SciML / Integrals.jl

A common interface for quadrature and numerical integration for the SciML scientific machine learning organization
https://docs.sciml.ai/Integrals/stable/
MIT License
226 stars 30 forks source link

Gauss-Turán Quadratures #245

Open longemen3000 opened 8 months ago

longemen3000 commented 8 months ago

What kind of problems is it mostly used for? Please describe.

As most of those familiar with Gauss-Legendre quadratures, a one-dimensional integral can be aproximated to ∑(f(xᵢ)*wᵢ). where xᵢ and wᵢ depend on various factors. this equation notably uses just zero-order derivative information (just the function evaluated at the nodes). Gauss-Turán quadratures are an extension to this scheme, allowing the use of higher derivative information. This allows to higher precision with less nodes (given that you also have derivative information at the nodes).

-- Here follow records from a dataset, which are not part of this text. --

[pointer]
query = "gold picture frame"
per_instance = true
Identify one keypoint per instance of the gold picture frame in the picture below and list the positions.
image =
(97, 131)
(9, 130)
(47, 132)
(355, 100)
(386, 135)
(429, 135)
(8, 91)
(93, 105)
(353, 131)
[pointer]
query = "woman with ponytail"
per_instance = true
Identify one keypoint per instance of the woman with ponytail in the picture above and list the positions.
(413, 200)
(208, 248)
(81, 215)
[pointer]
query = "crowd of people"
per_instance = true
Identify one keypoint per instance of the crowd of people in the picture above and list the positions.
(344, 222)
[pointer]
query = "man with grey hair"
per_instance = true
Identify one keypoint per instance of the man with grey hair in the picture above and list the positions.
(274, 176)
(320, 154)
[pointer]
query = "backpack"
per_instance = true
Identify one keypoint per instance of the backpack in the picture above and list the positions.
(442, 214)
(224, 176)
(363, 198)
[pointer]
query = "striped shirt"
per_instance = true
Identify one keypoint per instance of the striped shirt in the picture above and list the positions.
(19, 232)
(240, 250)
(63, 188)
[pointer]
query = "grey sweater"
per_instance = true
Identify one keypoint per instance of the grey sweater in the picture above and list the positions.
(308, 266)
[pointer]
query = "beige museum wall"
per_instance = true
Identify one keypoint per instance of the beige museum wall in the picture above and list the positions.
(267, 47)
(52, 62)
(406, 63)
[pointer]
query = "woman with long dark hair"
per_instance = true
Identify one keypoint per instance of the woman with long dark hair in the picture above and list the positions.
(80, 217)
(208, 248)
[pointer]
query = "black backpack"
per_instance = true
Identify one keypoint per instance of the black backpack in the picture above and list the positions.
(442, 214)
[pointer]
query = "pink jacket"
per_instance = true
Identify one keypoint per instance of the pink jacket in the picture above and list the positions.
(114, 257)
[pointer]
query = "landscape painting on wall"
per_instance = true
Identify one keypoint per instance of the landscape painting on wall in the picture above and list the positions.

Describe the algorithm you’d like The Gauss-Turán Quadrature is just expressed as a double sum:

∑wᵢ*∑(aᵢₖ∂ᵏf(xᵢ))

where ∂ᵏf(xᵢ) is just the k-th derivative evaluated at the i-th node, and wᵢ,aᵢₖ are just precomputed weights. The main algorithm needed is the one that calculates those weights and nodes, for one or more polynomial interpolants (like Legendre or Chebyshev).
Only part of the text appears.